One week until Thanksgiving. I’m starting to get excited. I’m starting to believe that it’s real, that we can really go to the woods of south Georgia where Michael’s maternal grandmother lives, where Thanksgiving lives for our family. I’m starting to believe we will really ride on red clay trails and gather wildflowers and firewood and look up at the full moon and hear a coyote off in the distance. That we will sit at a matriarch’s table and tell stories and help prepare bountiful meals. I’m ready. It’s time for some serious thanks-giving.

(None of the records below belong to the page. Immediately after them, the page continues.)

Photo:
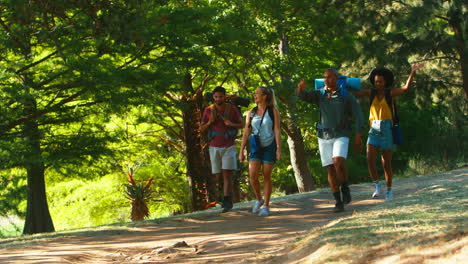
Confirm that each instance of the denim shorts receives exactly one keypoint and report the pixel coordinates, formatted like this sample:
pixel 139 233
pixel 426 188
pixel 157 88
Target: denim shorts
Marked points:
pixel 267 155
pixel 380 134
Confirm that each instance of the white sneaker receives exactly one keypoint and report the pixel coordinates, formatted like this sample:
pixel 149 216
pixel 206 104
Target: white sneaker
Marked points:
pixel 378 190
pixel 265 211
pixel 257 205
pixel 389 195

This morning on the way to school, the boys and I had a long talk about kindness. We need more of it in our home and in our daily lives. I challenged the boys to do something kind and unexpected for someone else today at school and report back to me when they got home. By that time they’d long forgotten the challenge, but it caused them to reflect and remember how they’d treated others today (and me, too). I won’t stop working on this. The universe and our family and our community have been so kind to us. I can’t sit idly by and watch opportunities for kindness be intentionally passed over.
As per tradition, tonight we had the Thursday-before-Thanksgiving dinner with Michael’s paternal grandmother down in Venice. I’m grateful I fed Benji a hearty snack after school, because his hunger for dinner got the better of him and he decided to go on one of his meal strikes. No turkey, no asparagus, no sweet potatoes, no pumpkin pie. My heart was silently breaking, knowing he wouldn’t listen to reason, knowing what would happen when we came home and he took his medicine. As I was putting him to bed and he was clutching his tummy, I asked him what happened. He said honestly that he didn’t know. He wished he’d had the turkey. I told him I knew he did. I understood. But of course, I can’t really understand. The issues that have evolved with food are ones I never would have expected at the beginning of this journey. I’m grateful that I have dedicated time toward a detoxification and nutrition plan. I hope to help Benjamin overcome some of these confusing patterns. They serve none of us well, least of all him.
Tomorrow morning Benjamin will participate in his school’s annual Jog-a-thon fundraiser. He won’t run all of the laps, but he’ll be there, right where he should be, and I’ll be on the sidelines cheering him on.